Latin America's Biggest Markets Fall on U.S. Bank News

Bloomberg - Brazilian Stocks Fall on Credit Concern: World’s Biggest Mover
El Universal (Mexico City) – Cierra a la Baja Bolsa Mexicana 3.08%

Brazil and Mexico’s stock markets both fell heavily yesterday, due in part to lower-than-expected United States bank earnings. The falls were the highest globally. The Bovespa index in Brazil, representing the most-traded stocks on the Sao Paulo market, fell 3.7% to 60,894.29. Bovespa’s fall was the most in three months. In Mexico, the Bolsa fell over a thousand points to 31,823.

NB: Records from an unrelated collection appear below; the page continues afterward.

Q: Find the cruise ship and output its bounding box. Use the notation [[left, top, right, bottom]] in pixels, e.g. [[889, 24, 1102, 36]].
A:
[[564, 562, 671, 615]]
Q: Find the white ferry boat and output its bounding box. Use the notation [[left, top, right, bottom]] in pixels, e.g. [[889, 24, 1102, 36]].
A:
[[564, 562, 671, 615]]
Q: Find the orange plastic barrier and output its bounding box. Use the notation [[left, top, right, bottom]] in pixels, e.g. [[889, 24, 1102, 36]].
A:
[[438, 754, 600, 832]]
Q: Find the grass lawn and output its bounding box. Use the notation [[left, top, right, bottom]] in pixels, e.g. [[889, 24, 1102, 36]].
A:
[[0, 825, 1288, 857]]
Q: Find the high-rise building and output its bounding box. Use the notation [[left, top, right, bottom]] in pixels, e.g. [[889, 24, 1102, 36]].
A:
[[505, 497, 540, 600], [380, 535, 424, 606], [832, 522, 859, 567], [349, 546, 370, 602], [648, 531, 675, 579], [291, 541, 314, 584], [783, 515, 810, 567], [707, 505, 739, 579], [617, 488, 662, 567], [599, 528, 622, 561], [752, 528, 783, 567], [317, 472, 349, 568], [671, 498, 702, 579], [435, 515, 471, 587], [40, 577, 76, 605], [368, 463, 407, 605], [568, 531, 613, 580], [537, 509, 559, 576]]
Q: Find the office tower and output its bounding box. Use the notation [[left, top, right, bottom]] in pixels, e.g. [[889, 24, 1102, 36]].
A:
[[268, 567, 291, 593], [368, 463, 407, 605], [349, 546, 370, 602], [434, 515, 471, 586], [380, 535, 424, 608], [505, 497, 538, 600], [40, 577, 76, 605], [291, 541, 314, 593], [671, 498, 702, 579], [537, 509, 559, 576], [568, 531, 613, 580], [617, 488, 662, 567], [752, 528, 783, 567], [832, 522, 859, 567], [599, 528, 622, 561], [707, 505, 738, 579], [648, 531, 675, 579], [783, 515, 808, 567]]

The Brazilian market fell in part due to low earnings reported by U.S. banks, prompting fears that the credit market will tighten and causing investors to sell Latin American stocks. The Mexican market responded to repeated warnings from the U.S. Federal Reserve Chairman Ben Bernanke that the weakness in the U.S. financial sector will continue and the release of low earnings reports from Bank of America, among other banks. Indications of a slow-down in the U.S. manufacturing sector also hurt the Mexican exchange, as Mexican exports 80 percent of its goods to the U.S.

Leading the fall on the Brazilian market was the oil company Petroleo Brasileiro (Petrobras) and the mining company Vale. Those companies, which had been leading the market spike the past few months, fell six and four percent respectively on the day.

Meanwhile, profits at the five largest banks in the United States hit their lowest level in four years and the Dow Jones fell 370 points, marking the 20th anniversary of ‘Black Monday.’

In addition to Brazil and Mexico, the main indexes in Argentina, Chile, Colombia, Peru, and Venezuela fell. Morgan Stanley’s Latin American index reflected the malaise and dropped 3.4%

Discussion:1. Should Latin American countries impose more stringent stock trading rules in light of the recent volatility and sensitivity to the American markets?